Un altro membro illustre degli antichi Whyos, prima dell’epoca di Driscoll e Lyons, fu Dandy Johnny Dolan, che non era solo un eminente lottatore di strada ma anche un vero specialista in fatto di furti nei solai e un ladro di raro talento; per lui niente era troppo prezioso o troppo insignificante da non poter essere rubato. Gli altri gangster lo consideravano una sorta di cervellone perché aveva perfezionato la tecnica di cavare gli occhi; si dice che avesse creato uno strumento, fatto di rame e fissato al pollice, che svolgeva questo compito in modo rapido e pulito. La sua invenzione venne utilizzata con grande successo dai Whyos quando lottavano con altre bande. Gli si attribuiva anche il merito di aver conficcato frammenti di un’affilata lama da accetta nelle suole dei suoi stivali da combattimento, in modo che quando stendeva un avversario e poi lo calpestava otteneva risultati tanto cruenti quanto definitivi. Ma solitamente Dandy Johnny non portava gli stivali da combattimento. Si proteggeva i piedi con calzature fatte ad opera d’arte perché, Beau Brummel della malavita dell’epoca, era incredibilmente pignolo nella scelta dell’abbigliamento e nella cura della sua persona. In nessun caso, nemmeno per prendere parte a una rissa o a una razzia che promettesse un ricco bottino, si mostrava in pubblico prima di aver debitamente cosparso di brillantina i capelli e aver elegantemente arricciato e unto il ciuffo sulla fronte.
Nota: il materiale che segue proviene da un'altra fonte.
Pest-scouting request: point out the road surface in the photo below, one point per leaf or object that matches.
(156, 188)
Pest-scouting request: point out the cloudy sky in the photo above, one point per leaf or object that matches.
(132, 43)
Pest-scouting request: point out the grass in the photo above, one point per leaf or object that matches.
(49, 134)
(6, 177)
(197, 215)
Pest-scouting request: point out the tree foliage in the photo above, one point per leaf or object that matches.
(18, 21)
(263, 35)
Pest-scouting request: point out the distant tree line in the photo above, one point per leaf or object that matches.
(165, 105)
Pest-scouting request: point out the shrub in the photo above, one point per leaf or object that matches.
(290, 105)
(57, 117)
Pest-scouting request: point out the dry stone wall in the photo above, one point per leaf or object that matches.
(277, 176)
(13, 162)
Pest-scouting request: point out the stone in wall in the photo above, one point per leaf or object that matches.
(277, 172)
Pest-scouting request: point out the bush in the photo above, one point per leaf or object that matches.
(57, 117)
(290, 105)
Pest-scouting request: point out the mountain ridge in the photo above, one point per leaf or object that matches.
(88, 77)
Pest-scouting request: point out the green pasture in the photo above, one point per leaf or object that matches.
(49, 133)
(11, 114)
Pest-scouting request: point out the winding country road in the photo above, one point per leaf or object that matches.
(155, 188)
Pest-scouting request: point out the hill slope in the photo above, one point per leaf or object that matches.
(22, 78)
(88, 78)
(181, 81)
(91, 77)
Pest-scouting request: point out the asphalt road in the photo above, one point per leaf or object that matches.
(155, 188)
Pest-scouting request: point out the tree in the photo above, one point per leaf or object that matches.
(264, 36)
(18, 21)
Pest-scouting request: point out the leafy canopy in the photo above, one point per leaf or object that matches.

Nel corso della sua carriera come capo gang Monk adottò una ventina di pseudonimi […]. Apparentemente il suo vero nome era Edward Osterman […]. Ben presto abbandonò il negozio per venire a New York, dove assunse il nome di Edward Eastman e scese rapidamente fino al suo naturale livello sociale. A metà degli anni Novanta cominciò a salire alla ribalta come sorvegliante della New Irving Hall, e si dice che sia stato più feroce di Eat ’Em Up Jack McManus che stava passando alla storia rivestendo una carica simile nella Suicide Hall e al New Brighton. Eastman svolgeva le sue mansioni portandosi dietro un enorme randello, oltre ad avere un manganello infilato nella tasca laterale e le mani ornate da tirapugni. Nell’usare queste armi era straordinariamente efficace e in caso di emergenza poteva brandire una bottiglia di birra o un tubo di piombo con una destrezza che rasentava il virtuosismo. Era anche un buon pugile e un avversario formidabile nelle risse pur non superando il metro e sessantacinque e i sessantotto chili.
Dopo meno di un anno di carriera aveva rotto diverse decine di teste e si vantava del fatto che, durante i suoi primi sei mesi come sorvegliante della New Irving, cinquanta uomini oggetto delle sue attenzioni avevano richiesto le cure di un medico; in realtà le sue aggressioni con lo sfollagente divennero talmente frequenti che i gioviali autisti delle ambulanze del Bellevue Hospital ribattezzarono il reparto incidenti «Padiglione Eastman». Ma restava comunque un gentiluomo; era orgoglioso di non aver mai colpito una donna con il suo manganello, indipendentemente da quanto lei lo infastidisse. Quando era necessario castigare una signora per le sue cattive maniere, si limitava a farle un occhio nero con un pugno.